Steve Thomas, Professor of Energy Policy at the University of Greenwich Business School, suggests that the liberalisation of the energy market in Europe has pressured the nuclear industry to become more competitive. The industry realised that a decrease in cost could be achieved if the reactor’s power could be increased, and this could happen by using more enriched uranium as reactor fuel. The logic is that this ‘super-charged’ fuel will be left in the reactor for longer in order to provide, as Jeremy Clarkson might say, ‘more power’.

Unfortunately, the Law of Unintended Consequences also means that this ‘high burn-up’ spent fuel is twice as radioactive than conventional spent fuel, and the reactor operations will have a much tighter safety margin. This is because high burn-up fuel is much hotter, much more radioactive, and performs very poorly when subject to ‘abnormal conditions’. John Large, an international consulting nuclear engineer, notes that ‘These risks persist through the nuclear cycle, as high burn-up fuel is liable to release a much higher content of its fission product inventory, known as the ‘immediate release fraction’, than fuel used in current reactors. And the situation isn’t being helped by the nuclear industries heroic safety claims: AREVA EdF’s ‘worst case’ estimate - including terrorist attack – insist that no more than 0.2 per cent of the reactor core content would be released during ‘open containment’ in ‘abnormal conditions’.

But surely things are better elsewhere? Well, not really. Although the deep geological concept is in the very early stage of testing in Finland and Sweden - in the US, Obama has withdrawn funding from the Yucca Mountain geological radioactive waste dump, saying that ‘After spending billions of dollars on the Yucca Mountain Project, there are still significant questions about whether nuclear waste can be safely stored there’. In Japan and Germany, proposals for deep disposal facilities have encountered strong opposition, and in France, 15 years of research on deep underground burial has proved ‘inconclusive’.

Backdoor Subsidies Introduced to prop up Nuclear Power

The coalition government has torn up its “no subsidy for nuclear” commitment with a series of measures aimed at financially supporting the construction of new nuclear power stations.
Today’s announcement by Energy Secretary Chris Huhne on “electricity market reform” includes a range of mechanisms aimed at making low carbon sources of electricity more economic in comparison to polluting fossil fuels like coal and gas.
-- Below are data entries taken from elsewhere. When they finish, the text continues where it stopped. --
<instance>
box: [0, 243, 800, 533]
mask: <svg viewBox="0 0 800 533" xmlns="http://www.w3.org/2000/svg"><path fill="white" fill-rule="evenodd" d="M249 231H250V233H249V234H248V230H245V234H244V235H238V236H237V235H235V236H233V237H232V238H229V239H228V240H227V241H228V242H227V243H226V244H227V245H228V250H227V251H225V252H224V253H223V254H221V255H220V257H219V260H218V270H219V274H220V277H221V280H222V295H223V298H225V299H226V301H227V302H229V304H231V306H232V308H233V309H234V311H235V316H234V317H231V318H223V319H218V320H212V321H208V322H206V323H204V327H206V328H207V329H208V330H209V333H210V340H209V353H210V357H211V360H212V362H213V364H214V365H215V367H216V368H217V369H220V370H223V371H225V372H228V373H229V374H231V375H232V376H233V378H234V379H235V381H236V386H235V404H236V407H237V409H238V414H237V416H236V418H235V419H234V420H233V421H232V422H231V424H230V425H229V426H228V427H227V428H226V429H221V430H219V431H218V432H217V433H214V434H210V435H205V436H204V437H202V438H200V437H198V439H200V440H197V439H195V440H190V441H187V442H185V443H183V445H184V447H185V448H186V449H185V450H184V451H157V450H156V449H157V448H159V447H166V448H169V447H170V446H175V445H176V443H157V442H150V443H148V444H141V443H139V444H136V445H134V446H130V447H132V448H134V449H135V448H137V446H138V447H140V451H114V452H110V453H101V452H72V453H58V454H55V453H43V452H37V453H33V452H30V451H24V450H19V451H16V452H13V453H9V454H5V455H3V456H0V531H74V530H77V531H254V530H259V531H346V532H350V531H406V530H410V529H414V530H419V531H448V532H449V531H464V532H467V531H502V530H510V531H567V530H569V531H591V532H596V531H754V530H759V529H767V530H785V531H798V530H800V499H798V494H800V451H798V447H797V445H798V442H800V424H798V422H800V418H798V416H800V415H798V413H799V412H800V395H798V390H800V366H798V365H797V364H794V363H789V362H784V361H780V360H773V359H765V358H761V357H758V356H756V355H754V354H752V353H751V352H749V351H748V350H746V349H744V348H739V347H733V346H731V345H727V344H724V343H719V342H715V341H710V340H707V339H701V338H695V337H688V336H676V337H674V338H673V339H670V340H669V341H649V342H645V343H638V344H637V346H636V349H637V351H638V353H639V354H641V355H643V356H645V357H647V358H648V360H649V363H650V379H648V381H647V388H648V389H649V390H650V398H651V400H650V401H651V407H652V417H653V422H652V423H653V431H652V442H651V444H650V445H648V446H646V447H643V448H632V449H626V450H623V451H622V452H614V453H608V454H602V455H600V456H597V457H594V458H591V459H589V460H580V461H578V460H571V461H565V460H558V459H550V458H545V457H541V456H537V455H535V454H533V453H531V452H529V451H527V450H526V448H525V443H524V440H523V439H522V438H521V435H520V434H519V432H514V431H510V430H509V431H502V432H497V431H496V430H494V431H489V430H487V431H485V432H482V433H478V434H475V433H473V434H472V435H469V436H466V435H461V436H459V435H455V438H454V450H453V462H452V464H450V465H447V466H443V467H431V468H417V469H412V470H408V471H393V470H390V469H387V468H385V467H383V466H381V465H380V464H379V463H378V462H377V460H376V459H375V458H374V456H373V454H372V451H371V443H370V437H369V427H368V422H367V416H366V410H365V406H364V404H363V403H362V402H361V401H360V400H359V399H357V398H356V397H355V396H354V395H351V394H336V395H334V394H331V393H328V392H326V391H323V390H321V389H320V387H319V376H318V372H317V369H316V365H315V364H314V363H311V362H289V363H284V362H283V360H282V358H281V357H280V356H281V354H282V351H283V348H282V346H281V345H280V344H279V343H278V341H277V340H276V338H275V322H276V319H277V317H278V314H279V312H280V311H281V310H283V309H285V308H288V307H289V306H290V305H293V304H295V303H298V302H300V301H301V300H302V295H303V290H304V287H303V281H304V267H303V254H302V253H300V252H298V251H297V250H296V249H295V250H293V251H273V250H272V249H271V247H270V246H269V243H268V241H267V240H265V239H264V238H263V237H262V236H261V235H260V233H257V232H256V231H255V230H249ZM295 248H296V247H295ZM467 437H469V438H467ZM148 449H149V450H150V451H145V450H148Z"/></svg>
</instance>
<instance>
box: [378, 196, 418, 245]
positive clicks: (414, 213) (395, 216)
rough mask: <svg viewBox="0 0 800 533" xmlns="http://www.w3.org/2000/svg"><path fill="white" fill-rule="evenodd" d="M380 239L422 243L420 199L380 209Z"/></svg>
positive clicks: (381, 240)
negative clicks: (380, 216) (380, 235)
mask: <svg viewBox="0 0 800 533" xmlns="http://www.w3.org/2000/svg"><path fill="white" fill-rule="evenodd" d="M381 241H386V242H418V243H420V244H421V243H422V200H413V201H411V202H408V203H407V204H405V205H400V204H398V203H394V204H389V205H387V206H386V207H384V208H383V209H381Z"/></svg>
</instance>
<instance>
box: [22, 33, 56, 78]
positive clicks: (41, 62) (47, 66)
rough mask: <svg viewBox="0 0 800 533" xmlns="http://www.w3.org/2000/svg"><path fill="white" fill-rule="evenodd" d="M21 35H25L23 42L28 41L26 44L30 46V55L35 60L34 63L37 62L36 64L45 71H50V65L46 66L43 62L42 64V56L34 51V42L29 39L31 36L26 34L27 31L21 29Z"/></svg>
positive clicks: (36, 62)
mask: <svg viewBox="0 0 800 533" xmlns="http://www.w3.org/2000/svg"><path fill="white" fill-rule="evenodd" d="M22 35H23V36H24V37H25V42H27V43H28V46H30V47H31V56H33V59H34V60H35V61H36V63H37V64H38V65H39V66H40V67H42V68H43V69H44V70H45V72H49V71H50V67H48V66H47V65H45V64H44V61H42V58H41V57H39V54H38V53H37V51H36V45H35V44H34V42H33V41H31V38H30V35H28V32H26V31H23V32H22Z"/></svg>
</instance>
But while generators of carbon-free renewable electricity will no doubt be pleased, the nuclear industry will be celebrating a successful lobbying exercise.
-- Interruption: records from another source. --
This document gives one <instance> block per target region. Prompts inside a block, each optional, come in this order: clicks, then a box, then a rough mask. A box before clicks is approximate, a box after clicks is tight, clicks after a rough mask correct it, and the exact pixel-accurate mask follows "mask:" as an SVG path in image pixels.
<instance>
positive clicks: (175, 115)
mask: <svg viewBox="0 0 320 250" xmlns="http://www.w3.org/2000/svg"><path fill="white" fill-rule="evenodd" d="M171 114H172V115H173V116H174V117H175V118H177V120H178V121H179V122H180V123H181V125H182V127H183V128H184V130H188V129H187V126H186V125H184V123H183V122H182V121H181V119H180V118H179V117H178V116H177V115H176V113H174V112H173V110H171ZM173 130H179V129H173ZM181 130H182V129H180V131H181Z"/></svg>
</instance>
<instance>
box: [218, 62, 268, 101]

“Private companies like EdF have already said that they can’t build nuclear power stations without additional financial incentives,” said Stop Hinkley spokesman Crispin Aubrey. “These new measures are aimed at helping them make a profit from a technology that carries massive future liabilities, including dealing with dangerous radioactive waste for up to 160 years."
The pro-government Daily Telegraph newspaper describes the measures unequivocally as a subsidy for nuclear. “Years of lobbying by nuclear companies has finally paid off as the Government will today reveal plans to subsidise the price that they are paid for generating electricity”, it concludes .

The fragile economics of nuclear power are already on the line as the first European Pressurised Reactor being built - the type proposed for Hinkley C – has doubled its initial cost estimate to 5.7 billion Euros.
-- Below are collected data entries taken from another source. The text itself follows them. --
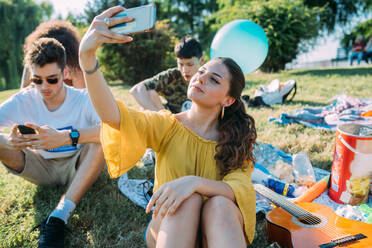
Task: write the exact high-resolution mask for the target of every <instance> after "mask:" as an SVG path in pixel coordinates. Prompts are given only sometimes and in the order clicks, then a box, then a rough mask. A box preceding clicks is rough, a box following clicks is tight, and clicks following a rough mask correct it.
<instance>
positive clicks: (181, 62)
mask: <svg viewBox="0 0 372 248" xmlns="http://www.w3.org/2000/svg"><path fill="white" fill-rule="evenodd" d="M174 53H175V55H176V57H177V68H172V69H168V70H166V71H163V72H160V73H159V74H157V75H155V76H154V77H152V78H149V79H146V80H144V81H142V82H140V83H138V84H136V85H135V86H133V87H132V88H131V90H130V93H131V94H132V96H133V97H134V98H135V99H136V101H137V102H138V104H139V105H141V107H142V108H143V109H148V110H153V111H159V110H161V109H165V108H166V109H169V110H170V111H171V112H172V113H179V112H181V111H183V110H185V109H188V108H189V107H187V105H189V104H191V101H189V100H187V88H188V85H189V82H190V79H191V77H192V76H193V75H194V74H195V73H196V72H197V71H198V69H199V67H200V65H201V64H202V63H203V61H204V57H203V56H202V54H203V50H202V47H201V45H200V43H199V42H198V41H197V40H196V39H194V38H192V37H191V36H185V37H183V38H182V39H181V40H180V41H179V42H178V43H177V45H176V46H175V48H174ZM159 96H162V97H164V98H165V100H166V101H167V103H166V105H164V104H163V103H162V101H161V99H160V97H159Z"/></svg>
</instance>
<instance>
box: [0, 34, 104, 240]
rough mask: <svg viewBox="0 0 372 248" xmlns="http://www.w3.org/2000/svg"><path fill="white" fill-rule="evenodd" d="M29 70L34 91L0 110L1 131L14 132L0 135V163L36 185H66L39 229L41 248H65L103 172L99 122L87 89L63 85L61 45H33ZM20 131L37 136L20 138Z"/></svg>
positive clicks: (11, 99) (45, 43)
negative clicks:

Nuclear power has been covertly subsidised for many years in two obvious ways - through taxpayer support for its decommissioning and waste disposal costs and through the limit set on its liability in the event of a serious accident. These new proposals will increase electricity bills - by as much as £500 a year according to one estimate - in order to help pay for nuclear new build.

The changes to the electricity market proposed today still have to be agreed by parliament and squared with European legislation, so there are opportunities for their bias towards nuclear to be exposed and ruled out of order.

Stop Hinkley will be supporting national action to push nuclear power out of the “clean energy” basket and expose it as a diversion from a genuinely green future involving energy saving and a range of renewable sources.